The most efficient way to split each row of a tibble into multiple rows

junghoonshin · May 21, 2020, 7:03am

Let's say I have a tibble named my_data.

my_data = tibble(row_number = c("row1,row2", "row3,row4,row5", "row6,row7"),
                 variable1 = rnorm(3),
                 variable2 = rnorm(3))

I want to split each row of my_data into multiple rows so that each row has only one row index in the row_number column. Below is my code to do this.

my_data2 = vector(mode = "list", length = nrow(my_data))
for (i in 1:nrow(my_data)) {
  my_data2[[i]] = tibble(row_number = my_data$row_number[i] %>% str_split(",") %>% flatten_chr,
                         variable1 = my_data$variable1[i],
                         variable2 = my_data$variable2[i])
}
my_data2 %<>% bind_rows

Although this code does exactly what I want, it takes too long when my_data is very large (my actual data frame has hundreds of thousands of rows).
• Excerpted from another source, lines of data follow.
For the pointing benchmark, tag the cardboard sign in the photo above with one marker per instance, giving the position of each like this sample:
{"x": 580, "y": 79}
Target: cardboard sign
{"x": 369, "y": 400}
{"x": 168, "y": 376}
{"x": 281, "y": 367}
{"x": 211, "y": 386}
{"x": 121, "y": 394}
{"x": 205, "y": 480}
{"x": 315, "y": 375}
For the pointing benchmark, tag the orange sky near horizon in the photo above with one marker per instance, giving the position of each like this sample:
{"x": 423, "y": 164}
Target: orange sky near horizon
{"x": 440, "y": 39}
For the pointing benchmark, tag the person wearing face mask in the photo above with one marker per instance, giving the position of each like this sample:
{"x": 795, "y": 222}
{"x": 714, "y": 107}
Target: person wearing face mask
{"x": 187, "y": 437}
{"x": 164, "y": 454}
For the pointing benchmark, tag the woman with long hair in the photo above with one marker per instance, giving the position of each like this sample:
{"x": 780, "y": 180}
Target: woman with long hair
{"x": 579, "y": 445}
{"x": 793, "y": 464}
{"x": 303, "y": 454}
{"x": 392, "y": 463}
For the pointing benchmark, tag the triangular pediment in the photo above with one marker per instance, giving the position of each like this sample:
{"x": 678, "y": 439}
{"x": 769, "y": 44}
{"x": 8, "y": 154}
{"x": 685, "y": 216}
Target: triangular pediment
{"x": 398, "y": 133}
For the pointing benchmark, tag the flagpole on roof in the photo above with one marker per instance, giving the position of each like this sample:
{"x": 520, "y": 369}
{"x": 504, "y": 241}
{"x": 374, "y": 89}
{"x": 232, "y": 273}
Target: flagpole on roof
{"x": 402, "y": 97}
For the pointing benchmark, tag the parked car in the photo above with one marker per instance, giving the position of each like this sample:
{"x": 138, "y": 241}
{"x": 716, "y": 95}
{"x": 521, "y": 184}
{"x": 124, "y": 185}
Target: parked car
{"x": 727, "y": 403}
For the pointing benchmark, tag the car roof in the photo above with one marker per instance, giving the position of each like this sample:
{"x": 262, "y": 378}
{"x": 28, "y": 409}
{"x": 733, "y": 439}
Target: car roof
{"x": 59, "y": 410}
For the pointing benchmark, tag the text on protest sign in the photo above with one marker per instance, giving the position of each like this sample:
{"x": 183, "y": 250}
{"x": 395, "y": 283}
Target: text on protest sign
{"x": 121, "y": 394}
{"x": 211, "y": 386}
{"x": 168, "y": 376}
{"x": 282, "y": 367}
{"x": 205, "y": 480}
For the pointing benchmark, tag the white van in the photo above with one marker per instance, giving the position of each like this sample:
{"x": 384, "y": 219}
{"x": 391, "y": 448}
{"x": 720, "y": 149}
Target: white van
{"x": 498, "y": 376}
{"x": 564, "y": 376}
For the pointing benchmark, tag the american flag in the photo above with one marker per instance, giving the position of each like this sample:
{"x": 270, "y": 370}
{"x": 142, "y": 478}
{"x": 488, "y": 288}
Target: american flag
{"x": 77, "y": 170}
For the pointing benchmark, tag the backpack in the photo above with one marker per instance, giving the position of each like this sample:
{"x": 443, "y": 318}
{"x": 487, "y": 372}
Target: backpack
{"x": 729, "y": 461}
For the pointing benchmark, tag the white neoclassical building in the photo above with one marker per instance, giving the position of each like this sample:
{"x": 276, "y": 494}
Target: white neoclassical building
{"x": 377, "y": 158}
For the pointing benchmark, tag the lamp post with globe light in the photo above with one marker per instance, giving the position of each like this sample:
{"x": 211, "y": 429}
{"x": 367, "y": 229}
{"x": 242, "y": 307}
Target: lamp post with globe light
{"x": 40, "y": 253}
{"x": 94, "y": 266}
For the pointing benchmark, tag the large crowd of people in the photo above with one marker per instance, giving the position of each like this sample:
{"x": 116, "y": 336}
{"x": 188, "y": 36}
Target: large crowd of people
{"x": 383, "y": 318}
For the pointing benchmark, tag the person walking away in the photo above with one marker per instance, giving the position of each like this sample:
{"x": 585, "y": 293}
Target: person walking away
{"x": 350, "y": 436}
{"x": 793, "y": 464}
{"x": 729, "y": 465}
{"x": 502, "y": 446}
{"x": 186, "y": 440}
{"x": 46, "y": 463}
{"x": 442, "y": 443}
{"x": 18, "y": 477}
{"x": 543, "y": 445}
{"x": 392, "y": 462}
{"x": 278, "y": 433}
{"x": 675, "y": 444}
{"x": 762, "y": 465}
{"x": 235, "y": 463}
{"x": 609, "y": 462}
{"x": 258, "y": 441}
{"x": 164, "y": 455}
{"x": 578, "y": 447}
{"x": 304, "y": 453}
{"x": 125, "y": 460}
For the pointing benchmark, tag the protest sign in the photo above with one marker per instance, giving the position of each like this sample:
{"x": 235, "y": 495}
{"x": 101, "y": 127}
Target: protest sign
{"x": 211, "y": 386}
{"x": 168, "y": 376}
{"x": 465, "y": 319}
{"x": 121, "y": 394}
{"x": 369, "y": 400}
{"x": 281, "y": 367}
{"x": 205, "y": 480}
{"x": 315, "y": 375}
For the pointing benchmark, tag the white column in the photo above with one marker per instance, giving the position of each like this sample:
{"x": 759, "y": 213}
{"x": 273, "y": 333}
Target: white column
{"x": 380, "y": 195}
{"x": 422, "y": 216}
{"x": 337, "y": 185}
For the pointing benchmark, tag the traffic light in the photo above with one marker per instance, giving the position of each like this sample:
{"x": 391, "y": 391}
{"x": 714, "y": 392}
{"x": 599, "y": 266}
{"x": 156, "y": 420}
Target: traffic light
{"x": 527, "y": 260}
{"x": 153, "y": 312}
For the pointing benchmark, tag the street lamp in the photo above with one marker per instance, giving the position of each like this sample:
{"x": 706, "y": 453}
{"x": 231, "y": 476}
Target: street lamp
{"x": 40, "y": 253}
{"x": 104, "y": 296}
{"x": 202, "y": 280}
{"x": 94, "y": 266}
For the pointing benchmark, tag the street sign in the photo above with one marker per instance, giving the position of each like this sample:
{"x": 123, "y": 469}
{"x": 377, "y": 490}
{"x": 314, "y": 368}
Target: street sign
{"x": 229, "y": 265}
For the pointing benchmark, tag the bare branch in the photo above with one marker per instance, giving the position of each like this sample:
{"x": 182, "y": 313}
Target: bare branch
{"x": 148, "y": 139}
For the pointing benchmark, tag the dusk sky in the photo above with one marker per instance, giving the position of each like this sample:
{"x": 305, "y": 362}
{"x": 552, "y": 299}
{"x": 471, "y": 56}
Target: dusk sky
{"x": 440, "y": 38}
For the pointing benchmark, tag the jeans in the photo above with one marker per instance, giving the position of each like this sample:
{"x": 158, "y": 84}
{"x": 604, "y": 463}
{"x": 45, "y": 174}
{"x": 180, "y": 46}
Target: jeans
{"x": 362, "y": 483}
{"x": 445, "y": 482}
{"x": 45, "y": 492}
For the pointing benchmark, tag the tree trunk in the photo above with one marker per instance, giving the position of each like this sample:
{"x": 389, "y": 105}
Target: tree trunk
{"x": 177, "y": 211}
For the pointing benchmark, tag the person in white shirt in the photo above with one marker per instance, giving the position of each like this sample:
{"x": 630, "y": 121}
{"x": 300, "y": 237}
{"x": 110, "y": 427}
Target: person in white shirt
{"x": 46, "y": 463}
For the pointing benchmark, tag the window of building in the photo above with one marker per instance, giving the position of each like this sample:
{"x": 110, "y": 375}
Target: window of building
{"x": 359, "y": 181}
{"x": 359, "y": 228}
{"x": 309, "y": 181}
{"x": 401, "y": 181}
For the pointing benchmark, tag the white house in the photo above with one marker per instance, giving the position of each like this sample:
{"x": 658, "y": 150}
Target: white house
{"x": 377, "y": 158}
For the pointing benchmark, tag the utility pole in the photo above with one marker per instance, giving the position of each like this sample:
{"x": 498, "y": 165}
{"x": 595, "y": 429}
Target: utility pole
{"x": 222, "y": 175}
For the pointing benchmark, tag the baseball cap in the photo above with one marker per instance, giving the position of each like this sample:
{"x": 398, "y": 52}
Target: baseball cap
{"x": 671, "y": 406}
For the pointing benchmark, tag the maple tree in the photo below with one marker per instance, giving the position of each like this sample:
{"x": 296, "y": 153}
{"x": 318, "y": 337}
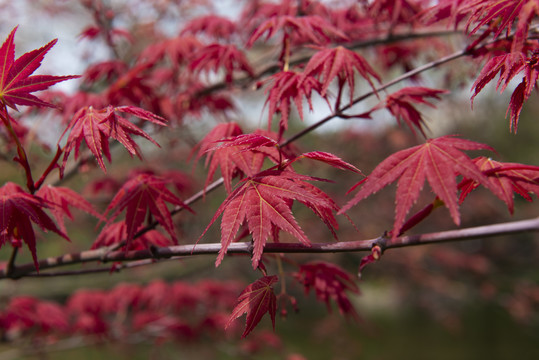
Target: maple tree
{"x": 345, "y": 59}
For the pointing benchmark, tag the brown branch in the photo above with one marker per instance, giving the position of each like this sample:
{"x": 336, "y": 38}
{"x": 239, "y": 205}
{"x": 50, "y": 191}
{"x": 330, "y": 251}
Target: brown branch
{"x": 103, "y": 255}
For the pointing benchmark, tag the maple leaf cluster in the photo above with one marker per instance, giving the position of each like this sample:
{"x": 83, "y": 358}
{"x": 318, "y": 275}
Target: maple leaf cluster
{"x": 294, "y": 54}
{"x": 178, "y": 311}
Is there a more efficient way to do this?

junghoonshin · May 21, 2020, 7:29am

I've come up with one.

my_data = tibble(row_number = c("row1,row2", "row3,row4,row5", "row6,row7"),
                 variable1 = rnorm(3),
                 variable2 = rnorm(3))

split_row = function(row_number, ...) {
  tibble(row_number = str_split(row_number, ",") %>% flatten_chr, ...)
}

my_data2 = my_data %>% pmap_dfr(split_row)

According to my test, this code runs much faster than the original one while doing the exactly same job.

siddharthprabhu · May 21, 2020, 7:34am

Use tidyr::separate_rows().

library(tidyr)

my_data <- tibble(row_number = c("row1,row2", "row3,row4,row5", "row6,row7"), 
                  variable1 = rnorm(3), 
                  variable2 = rnorm(3))

separate_rows(my_data, row_number)
#> # A tibble: 7 x 3
#>   row_number variable1 variable2
#>   <chr>          <dbl>     <dbl>
#> 1 row1         -0.475      0.903
#> 2 row2         -0.475      0.903
#> 3 row3         -0.367     -0.388
#> 4 row4         -0.367     -0.388
#> 5 row5         -0.367     -0.388
#> 6 row6          0.0367     0.671
#> 7 row7          0.0367     0.671

^{Created on 2020-05-21 by the reprex package (v0.3.0)}

system · May 28, 2020, 7:34am

This topic was automatically closed 7 days after the last reply. New replies are no longer allowed.